The Competition and Markets Authority has terminated its investigation into the partnership between Microsoft and Mistral AI. Initiated last month, the UK regulator’s probe was to assess if the software giant’s collaboration with the French AI startup equated to a ‘relevant merger situation’ that might reduce marketplace competition. This was not the case, said the CMA in an abrupt statement.
“The CMA has decided,” said the watchdog, “that Microsoft Corporation’s partnership with Mistral AI does not qualify for investigation under the merger provisions of the Enterprise Act 2002.” Its wider probe into the substantive links between big tech firms and other AI startups is ongoing.
Microsoft agreed generous deal with Mistral AI in February
Agreed in February, Microsoft’s partnership with Mistral AI not only saw it invest $16m into the French startup, but also opened up access to the former’s supercomputing infrastructure as well and allowed its models to appear on Redmond’s Azure platform. The deal was preceded by the integration of Mistral’s 7B model into Azure’s model catalogue. News that the CMA did not consider the deal as a shadow takeover of the up-and-coming French AI company was welcomed by Microsoft.
“Investment and partnership are essential to new players in the AI economy,” a company spokesperson told Reuters. “We welcome the CMA’s determination that our fractional investment and partnership with Mistral AI does not qualify as a merger or acquisition.” Mistral AI did not respond to a request for comment from Tech Monitor.

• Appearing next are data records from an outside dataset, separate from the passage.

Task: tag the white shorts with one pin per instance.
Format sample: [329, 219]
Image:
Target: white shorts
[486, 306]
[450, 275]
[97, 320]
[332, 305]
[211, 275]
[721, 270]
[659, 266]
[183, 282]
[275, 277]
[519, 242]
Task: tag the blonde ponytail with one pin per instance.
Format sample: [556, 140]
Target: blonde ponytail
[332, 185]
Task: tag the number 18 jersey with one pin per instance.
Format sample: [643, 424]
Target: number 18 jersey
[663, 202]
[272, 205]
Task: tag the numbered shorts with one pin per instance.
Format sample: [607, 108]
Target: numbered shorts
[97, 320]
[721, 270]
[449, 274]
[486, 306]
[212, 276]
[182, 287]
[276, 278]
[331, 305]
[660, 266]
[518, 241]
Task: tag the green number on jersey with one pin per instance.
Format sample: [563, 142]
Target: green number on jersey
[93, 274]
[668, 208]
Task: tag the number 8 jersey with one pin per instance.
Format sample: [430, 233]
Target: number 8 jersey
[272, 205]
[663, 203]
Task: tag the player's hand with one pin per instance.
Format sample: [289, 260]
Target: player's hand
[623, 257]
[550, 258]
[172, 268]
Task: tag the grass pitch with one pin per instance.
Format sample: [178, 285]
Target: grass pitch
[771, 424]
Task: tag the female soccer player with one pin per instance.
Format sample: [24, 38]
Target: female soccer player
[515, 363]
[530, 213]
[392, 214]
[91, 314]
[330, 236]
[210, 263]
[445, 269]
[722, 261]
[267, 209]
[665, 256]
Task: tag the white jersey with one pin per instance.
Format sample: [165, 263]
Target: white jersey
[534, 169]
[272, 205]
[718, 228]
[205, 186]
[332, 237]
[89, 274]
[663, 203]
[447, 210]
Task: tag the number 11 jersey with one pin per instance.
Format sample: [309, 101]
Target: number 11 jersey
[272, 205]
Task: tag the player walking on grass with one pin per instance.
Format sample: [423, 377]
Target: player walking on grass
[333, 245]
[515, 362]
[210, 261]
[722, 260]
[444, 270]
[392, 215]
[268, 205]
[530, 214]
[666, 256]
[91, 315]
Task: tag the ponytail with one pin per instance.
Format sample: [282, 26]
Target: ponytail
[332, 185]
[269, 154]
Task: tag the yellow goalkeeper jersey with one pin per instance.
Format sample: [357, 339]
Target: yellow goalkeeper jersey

CMA wary about “interconnected web” of partnerships
The CMA has been combative recently about what it sees as an attempt by a select few big tech companies to dominate research and development in AI by dominating or buying out promising startups. In a speech last month, the watchdog’s chief executive Sarah Cardell said that an “interconnected web” of 90 investments and partnerships existed up and down the AI value chain, one that was dominated by just six large firms: Google, Microsoft, Meta, Apple, Nvidia and Microsoft.
Such companies, said Cardell, “already hold positions of market power in many of today’s most important digital markets [and] could profoundly shape these new markets to the detriment of fair, open and effective competition, ultimately harming businesses and consumers.”
A few weeks later, the CMA published a call for views on its investigation into these partnerships. One of the alliances under scrutiny was that between Amazon and Anthropic, which has seen the former pump $4bn in funding into the latter, in addition to providing it with extensive computing capacity through its cloud computing arm, AWS.
“It’s unprecedented for the CMA to review a collaboration of this type,” said Amazon, in a statement. “Our collaboration with Anthropic includes a limited investment, doesn’t give Amazon a board director or observer role, and continues to have Anthropic running its models on multiple cloud providers.”